As reprehensible as Bové’s tactics were, it was difficult for a food-loving Francophile not to feel a little solidarity with him. If you believed that McDonald’s was a blight on the American landscape, seeing it on French soil was like finding a peep show at the Vatican, and in a contest between Roquefort and Chicken McNuggets, I knew which side I was on. But implicit in this attitude was a belief that McDonald’s had somehow been foisted on the French; that slick American marketing had lured them away from the bistro and into the arms of Ronald McDonald. However, that just wasn’t true. The French came to McDonald’s and la malbouffe (or fast-food) willingly, and in vast and steadily rising numbers. Indeed, the quarter-pounded conquest of France was not the result of some fiendish American plot to subvert French food culture. It was an inside job, and not merely in the sense that the French public was lovin’ it—the architects of McDonald’s strategy in France were French.
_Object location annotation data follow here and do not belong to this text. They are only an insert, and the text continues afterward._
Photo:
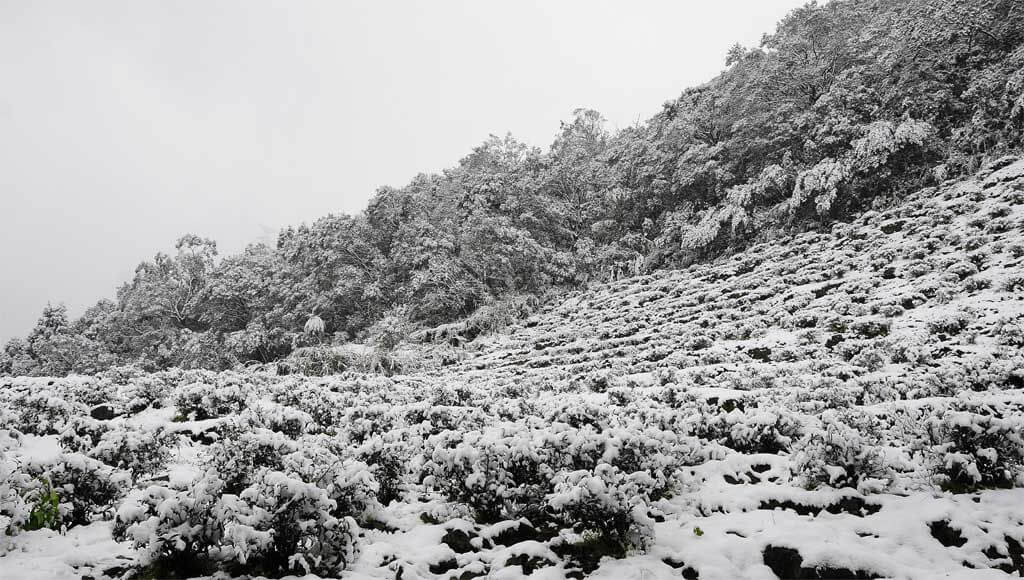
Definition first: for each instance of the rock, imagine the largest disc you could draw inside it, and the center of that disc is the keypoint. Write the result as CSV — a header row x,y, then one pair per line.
x,y
103,412
459,541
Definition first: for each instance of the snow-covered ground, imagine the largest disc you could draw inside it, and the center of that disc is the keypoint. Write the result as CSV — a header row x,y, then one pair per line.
x,y
846,404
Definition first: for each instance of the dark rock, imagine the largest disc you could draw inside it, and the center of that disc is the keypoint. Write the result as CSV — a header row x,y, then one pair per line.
x,y
103,412
834,340
849,504
529,564
945,534
787,564
459,541
520,533
762,354
443,566
687,572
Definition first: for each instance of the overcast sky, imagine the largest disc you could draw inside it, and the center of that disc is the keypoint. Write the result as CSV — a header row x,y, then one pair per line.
x,y
126,124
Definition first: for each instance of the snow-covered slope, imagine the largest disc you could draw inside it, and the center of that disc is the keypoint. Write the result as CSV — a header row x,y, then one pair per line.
x,y
834,405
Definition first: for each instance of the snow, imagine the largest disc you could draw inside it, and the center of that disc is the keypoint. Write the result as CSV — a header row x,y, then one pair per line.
x,y
796,396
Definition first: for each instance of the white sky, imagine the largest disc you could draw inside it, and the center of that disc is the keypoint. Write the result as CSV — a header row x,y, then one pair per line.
x,y
126,124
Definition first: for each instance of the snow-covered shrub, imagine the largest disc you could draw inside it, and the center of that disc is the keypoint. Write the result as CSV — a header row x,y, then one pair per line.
x,y
283,525
145,391
838,455
973,450
175,528
951,324
299,519
44,413
767,429
276,417
1011,333
140,452
386,460
82,433
315,400
13,509
233,460
604,511
500,472
84,486
200,401
349,484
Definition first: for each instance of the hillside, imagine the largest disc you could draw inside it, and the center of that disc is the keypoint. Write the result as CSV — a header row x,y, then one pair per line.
x,y
837,404
846,106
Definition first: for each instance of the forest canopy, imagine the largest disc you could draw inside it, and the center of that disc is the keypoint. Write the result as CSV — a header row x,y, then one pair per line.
x,y
846,107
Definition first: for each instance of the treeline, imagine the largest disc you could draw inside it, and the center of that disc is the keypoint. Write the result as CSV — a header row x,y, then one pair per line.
x,y
845,107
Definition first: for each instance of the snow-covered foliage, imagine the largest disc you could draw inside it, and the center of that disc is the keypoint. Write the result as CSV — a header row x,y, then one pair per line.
x,y
843,403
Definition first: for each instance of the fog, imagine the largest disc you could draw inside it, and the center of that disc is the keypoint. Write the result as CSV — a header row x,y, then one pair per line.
x,y
126,124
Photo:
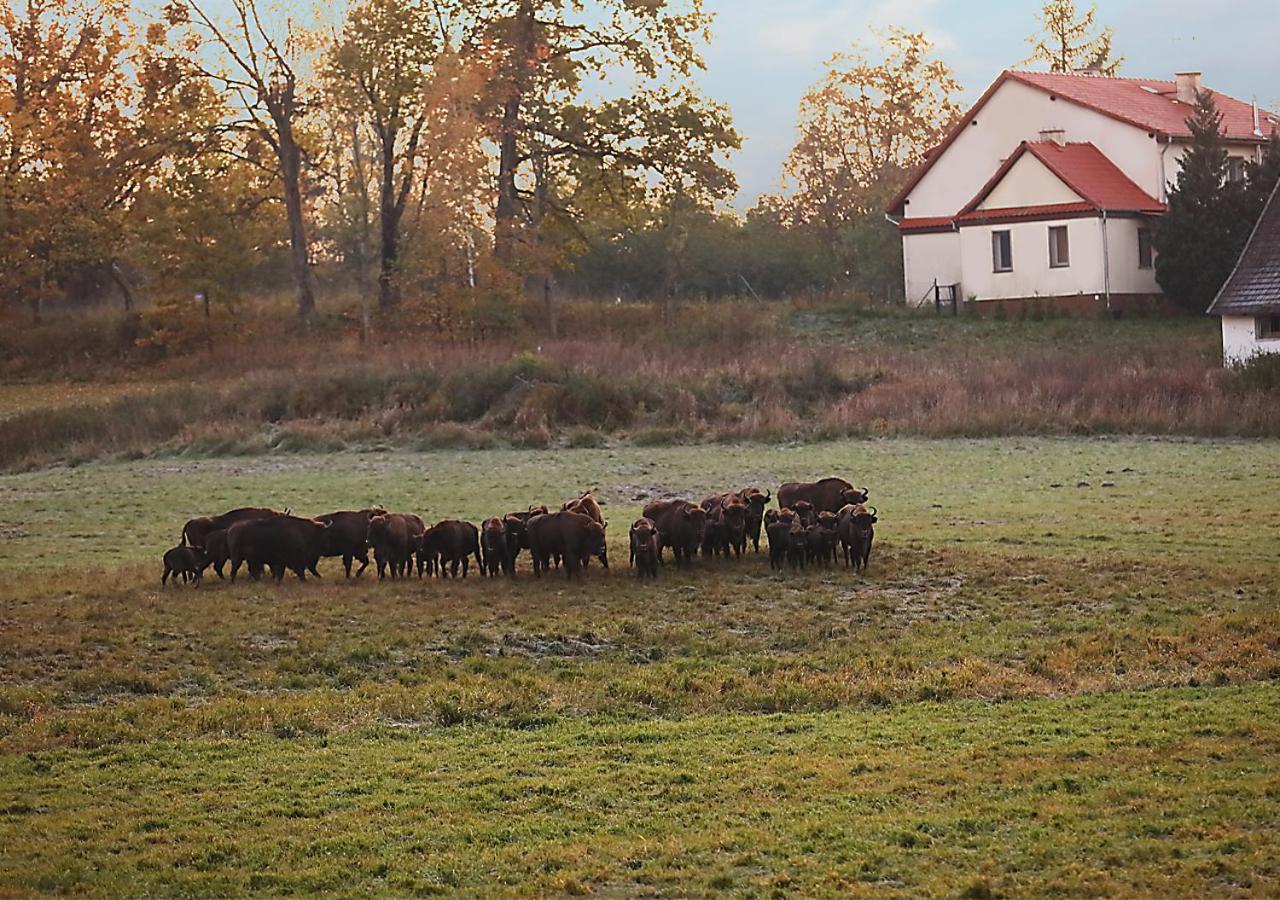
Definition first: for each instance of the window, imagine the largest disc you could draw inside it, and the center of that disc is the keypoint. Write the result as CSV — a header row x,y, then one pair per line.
x,y
1059,252
1001,251
1143,247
Carey Jones in Serious Eats

Dr. Vino

Veronique de Rugy in The Corner

Mark Hemingway in The Corner

Michael Goldfarb in TWS:

In the course of Donald Morrison’s review of Au Revoir to All That by Michael Steinberger, we learn that McDonald’s is the largest private employer in all of France, which is sort of like being the largest provider of health insurance in North Korea, but nonetheless, it feels like a major triumph for American culture and cuisine. I once ate at the McDonald’s right next to the Arc de Triomphe. My quarter pounder tasted like hegemony.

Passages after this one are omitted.